Directed with rowdy glee by Edgerton’s multi-hyphenate brother Nash Edgerton (“The Square”), and with a script by Matthew Stone and Anthony Tambakis, “Gringo” is a sufficiently diverting crime comedy that grows increasingly tiresome with each far-fetched plot twist. With a screenplay that lands some solid laughs but wildly overstuffs the plot with twists and one-note characters, “Gringo” somehow manages to feel both needlessly intricate and unsatisfyingly simplistic all at once. Thankfully, “Gringo” does have a saving grace, and that is “Selma” star David Oyelowo in a wonderfully against-type comedic turn as the disgruntled middle manager at the story’s center. Oyelowo aside, most moviegoers will conclude that the film’s fleeting pleasures don’t outweigh its flaws.
In the film, Oyelowo plays Harold Soyinka, a straight-shooting, mild-mannered pharmaceutical exec at Cannabax, a synthetic marijuana outfit based out of Chicago. Steeped in debt thanks to his unfaithful wife’s (Thandie Newton) mounting business expenses, and undervalued at work, where his horrible bosses Richard Rusk (Joel Edgerton) and Elaine Markinson (Charlize Theron) are plotting to sell the business to a conglomerate, Harold faces an ominous future.
Needing to clean up the company’s shady finances before being bought out, Richard and Elaine take Harold on a business trip to Cannabax’s Mexican lab, where they instruct the lab manager (Hernán Mendoza) to stop selling their product to a drug kingpin named Black Panther. Infuriated over being cut out of the deal, and thinking Harold is the CEO, the kingpin sics his goons on Harold in an effort to kidnap him and resolve the situation cartel-style.
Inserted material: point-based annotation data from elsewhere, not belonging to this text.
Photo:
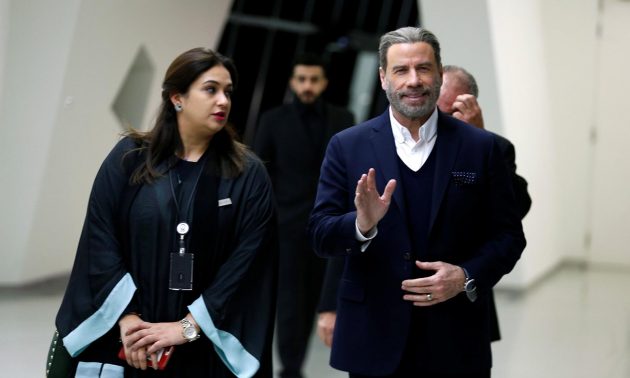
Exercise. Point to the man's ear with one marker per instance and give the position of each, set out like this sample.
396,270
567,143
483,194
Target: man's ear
176,98
381,74
325,83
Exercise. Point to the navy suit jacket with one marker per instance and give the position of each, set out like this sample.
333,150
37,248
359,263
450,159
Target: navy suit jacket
473,223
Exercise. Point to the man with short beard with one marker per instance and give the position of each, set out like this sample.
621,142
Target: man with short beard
420,205
291,140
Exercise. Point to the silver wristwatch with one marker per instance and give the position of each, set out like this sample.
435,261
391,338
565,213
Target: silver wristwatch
470,287
188,330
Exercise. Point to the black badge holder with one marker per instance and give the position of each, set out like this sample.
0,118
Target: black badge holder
180,277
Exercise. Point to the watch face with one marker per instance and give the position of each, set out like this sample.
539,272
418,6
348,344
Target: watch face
190,332
470,285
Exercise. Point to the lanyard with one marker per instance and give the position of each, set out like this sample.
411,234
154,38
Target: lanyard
183,227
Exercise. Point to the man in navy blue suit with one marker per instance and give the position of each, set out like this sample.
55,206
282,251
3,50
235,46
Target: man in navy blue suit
422,207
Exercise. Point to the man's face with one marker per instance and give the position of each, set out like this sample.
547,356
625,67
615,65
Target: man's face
452,87
308,83
412,80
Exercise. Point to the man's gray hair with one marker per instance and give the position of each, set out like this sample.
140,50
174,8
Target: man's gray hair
466,78
407,34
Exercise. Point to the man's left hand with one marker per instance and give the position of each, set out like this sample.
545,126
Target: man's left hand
447,281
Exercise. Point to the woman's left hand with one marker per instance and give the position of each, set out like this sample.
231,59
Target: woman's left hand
154,336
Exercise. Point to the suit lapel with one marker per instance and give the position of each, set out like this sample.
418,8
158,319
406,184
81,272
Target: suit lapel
447,146
384,148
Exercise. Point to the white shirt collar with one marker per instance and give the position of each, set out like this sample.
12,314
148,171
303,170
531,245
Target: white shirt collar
402,135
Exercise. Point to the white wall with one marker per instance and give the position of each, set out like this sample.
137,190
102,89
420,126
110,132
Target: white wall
64,65
611,178
535,62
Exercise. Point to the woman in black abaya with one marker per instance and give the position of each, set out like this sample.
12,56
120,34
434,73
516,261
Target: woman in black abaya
177,244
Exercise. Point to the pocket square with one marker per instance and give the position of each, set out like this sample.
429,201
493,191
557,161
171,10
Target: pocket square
464,178
225,202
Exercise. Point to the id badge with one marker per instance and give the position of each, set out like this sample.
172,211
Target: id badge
180,277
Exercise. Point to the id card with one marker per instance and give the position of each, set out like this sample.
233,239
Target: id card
180,277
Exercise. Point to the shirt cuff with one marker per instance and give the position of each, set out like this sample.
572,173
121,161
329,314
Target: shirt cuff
364,239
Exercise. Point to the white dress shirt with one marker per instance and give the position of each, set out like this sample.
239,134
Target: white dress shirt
413,154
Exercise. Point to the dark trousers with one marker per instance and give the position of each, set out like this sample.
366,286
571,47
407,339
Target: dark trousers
300,279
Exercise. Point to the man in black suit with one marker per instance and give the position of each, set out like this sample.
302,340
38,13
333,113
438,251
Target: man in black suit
421,206
458,97
291,140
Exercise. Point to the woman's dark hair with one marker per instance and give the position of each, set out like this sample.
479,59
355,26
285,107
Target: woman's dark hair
225,155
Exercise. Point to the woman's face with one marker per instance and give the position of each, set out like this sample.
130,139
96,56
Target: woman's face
206,105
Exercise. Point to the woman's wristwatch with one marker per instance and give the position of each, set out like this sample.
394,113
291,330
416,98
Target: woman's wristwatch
188,330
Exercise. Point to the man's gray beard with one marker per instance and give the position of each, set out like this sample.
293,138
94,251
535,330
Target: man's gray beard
414,112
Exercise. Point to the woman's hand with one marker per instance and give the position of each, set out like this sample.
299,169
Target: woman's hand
135,357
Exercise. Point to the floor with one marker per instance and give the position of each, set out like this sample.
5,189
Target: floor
575,323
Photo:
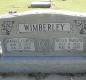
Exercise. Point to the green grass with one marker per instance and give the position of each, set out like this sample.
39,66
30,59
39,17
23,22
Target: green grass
22,5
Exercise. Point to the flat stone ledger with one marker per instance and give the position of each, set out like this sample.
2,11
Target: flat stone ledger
46,33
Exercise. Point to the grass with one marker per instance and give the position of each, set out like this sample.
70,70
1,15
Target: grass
22,5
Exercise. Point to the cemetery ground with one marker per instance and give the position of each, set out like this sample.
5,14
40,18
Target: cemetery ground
24,5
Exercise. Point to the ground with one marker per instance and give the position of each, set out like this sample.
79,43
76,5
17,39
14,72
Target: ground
22,5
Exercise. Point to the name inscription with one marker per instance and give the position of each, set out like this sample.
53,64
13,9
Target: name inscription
44,27
44,44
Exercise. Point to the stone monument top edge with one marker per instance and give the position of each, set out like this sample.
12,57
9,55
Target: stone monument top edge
49,11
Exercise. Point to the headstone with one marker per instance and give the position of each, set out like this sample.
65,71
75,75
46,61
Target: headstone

As Harold goes on the lam in Mexico, he stumbles into increasingly dangerous circumstances along the way, from cartel henchmen and inept kidnappers to American drug smugglers and undercover agents.
As the synopsis suggests, there are a lot of elements at play in Matthew Stone and Anthony Tambakis’ convoluted and thinly drawn screenplay, and while some of the humor and plot twists work better than others, taken as a whole, it doesn’t amount to much. Director Nash Edgerton seems most at ease in his handling of the action sequences, particularly those tinged with black humor, and “Gringo” has no shortage of those moments. The problem mainly has to do with overkill and diminishing returns, with the narrative so frantically plotted and growing so haphazardly implausible that nothing is left to take away but mild amusement from an empty movie-going experience.
Playing against type as a disgruntled middle manager suddenly steeped in chaos, David Oyelowo is far and away the best part of “Gringo,” displaying an unexpected comedic side that really registers. Much of the film’s humor stems from outlandish situational comedy, and Oyelowo plays these moments to the hilt. Joel Edgerton and Charlize Theron manage to squeeze some humor out of their equally contemptible boss characters, while Thandie Newton is sadly stuck with the unflattering role of a philandering wife whose former weight problems place her on the receiving end of some ill-advised fat jokes. As for the others, Amanda Seyfried and Harry Treadaway are wasted in a subplot involving American drug smugglers that gains little traction, and Sharlto Copley (“Disrict 9”) stands out as Edgerton’s morally challenged mercenary-turned-humanitarian brother.
Featuring some solid action sequences and a few good laughs to go along with them, “Gringo” is a modestly entertaining, mostly unmemorable crime comedy.
By Lucas Mirabella
Running Time: 108 Minutes
Rated R for language throughout, violence and sexual content.